I'm still continuing my progress through Book 4 of "The Early Session" and I've run into something interesting:
You recall that all experience has an electrical reality, deposited from birth within the physical cells of the body, so that at physical death we have an electrical counterpart of the physical being with all memory and experience intact. Were such experience a part of the physical self, and dependent upon it, the personality could hardly survive physical death.
It's interesting to me because it suggests the basis by which we survive physical death. What is universally called "spirit" or "soul" within the NDE literature, Seth calls "electrical counterpart." I prefer Seth's term because I can somewhat wrap my mind around it--just barely.

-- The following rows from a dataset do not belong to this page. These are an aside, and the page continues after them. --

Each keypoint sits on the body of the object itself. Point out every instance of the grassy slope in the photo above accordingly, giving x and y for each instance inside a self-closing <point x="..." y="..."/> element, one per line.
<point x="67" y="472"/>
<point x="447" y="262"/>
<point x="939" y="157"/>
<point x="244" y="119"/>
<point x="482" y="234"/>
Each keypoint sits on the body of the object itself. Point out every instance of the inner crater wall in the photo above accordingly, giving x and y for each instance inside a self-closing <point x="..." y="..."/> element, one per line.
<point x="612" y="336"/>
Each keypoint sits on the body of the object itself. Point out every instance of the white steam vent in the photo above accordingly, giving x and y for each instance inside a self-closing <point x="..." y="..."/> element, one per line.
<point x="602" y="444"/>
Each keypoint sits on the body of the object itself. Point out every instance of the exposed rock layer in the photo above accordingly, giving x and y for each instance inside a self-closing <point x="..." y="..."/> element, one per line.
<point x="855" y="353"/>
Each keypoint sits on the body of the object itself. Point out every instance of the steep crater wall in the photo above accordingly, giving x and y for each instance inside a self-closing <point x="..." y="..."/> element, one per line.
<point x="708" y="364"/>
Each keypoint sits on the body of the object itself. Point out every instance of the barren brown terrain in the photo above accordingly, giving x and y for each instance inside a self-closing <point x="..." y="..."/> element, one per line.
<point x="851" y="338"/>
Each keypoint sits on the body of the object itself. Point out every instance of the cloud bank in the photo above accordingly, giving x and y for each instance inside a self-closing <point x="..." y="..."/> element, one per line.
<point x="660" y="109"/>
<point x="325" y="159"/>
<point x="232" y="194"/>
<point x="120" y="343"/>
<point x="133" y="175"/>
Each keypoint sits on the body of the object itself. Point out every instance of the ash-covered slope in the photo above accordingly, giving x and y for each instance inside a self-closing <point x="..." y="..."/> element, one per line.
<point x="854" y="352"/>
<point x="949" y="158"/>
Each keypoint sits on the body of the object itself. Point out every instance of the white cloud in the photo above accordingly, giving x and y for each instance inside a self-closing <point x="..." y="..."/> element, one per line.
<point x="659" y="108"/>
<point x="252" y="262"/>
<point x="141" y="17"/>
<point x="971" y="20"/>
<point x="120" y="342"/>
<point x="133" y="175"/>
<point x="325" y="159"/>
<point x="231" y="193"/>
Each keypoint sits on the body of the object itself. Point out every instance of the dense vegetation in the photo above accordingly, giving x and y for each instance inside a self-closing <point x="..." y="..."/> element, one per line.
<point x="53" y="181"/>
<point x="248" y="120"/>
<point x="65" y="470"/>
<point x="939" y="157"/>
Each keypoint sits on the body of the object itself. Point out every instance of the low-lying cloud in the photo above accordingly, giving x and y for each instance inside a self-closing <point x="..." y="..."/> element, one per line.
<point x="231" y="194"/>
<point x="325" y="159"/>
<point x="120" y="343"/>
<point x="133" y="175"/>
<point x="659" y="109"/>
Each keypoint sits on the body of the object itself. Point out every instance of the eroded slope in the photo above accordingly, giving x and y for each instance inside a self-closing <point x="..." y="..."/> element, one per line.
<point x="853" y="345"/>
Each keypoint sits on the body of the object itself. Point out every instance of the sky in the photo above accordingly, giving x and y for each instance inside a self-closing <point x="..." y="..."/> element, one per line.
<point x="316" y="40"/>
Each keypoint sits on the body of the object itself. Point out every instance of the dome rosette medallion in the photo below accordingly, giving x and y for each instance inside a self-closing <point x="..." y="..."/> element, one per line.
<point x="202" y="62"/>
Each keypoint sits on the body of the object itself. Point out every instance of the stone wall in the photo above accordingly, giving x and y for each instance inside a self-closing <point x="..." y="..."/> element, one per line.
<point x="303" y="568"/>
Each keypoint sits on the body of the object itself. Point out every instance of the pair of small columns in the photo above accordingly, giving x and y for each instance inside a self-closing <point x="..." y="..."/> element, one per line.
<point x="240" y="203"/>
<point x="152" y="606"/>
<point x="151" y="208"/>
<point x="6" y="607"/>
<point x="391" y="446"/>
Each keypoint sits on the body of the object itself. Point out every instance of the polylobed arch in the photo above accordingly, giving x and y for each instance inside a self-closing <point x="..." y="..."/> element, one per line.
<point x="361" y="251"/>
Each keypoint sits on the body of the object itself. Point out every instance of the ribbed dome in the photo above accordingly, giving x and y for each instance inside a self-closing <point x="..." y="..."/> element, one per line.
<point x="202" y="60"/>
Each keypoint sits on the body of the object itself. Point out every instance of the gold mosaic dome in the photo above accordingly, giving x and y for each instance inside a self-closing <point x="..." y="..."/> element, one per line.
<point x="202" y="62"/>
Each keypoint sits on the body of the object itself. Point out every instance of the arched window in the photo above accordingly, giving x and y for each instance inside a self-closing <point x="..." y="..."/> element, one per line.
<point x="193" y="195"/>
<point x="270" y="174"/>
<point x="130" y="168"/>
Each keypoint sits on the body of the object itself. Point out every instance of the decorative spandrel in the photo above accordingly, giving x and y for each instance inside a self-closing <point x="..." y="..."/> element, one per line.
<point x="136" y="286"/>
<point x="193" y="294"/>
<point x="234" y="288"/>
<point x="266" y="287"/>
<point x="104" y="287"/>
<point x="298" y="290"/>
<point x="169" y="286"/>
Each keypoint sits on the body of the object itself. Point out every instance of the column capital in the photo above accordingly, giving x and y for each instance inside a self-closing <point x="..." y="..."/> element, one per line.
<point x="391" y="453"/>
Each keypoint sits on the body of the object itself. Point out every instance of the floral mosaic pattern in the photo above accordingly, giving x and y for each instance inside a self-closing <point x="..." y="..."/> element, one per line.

But it does explain how consciousness quickly exits the body during the NDE and while remaining "conscious"--and it also explains something that I personally find remarkable, which I have experienced--while out-of-body, I am still "me" and aware that I am "me." One of the more frequent observations by near-death experiencers is that personal memories are retained during
Seth goes into extensive discussion of the "electrical counterpart" (and the electrical world where this counterpart resides) in Book 3 of the "Early Sessions." The discussion is quite complex and largely above my head. Seth emphasizes that the familiar electrical traces the we detect with our physical instruments are faint shadows of this electrical universe.
So I wonder... Is this why street lamps blink off when certain people drive near them? (It happens to me quite often.) Is this why the "dead" can easily manipulate our electrical devices? Can this explain why I was never able to wear a mechanical watch when I was young without it becoming magnetized? (I can wear them fine now--not sure what this says about me.)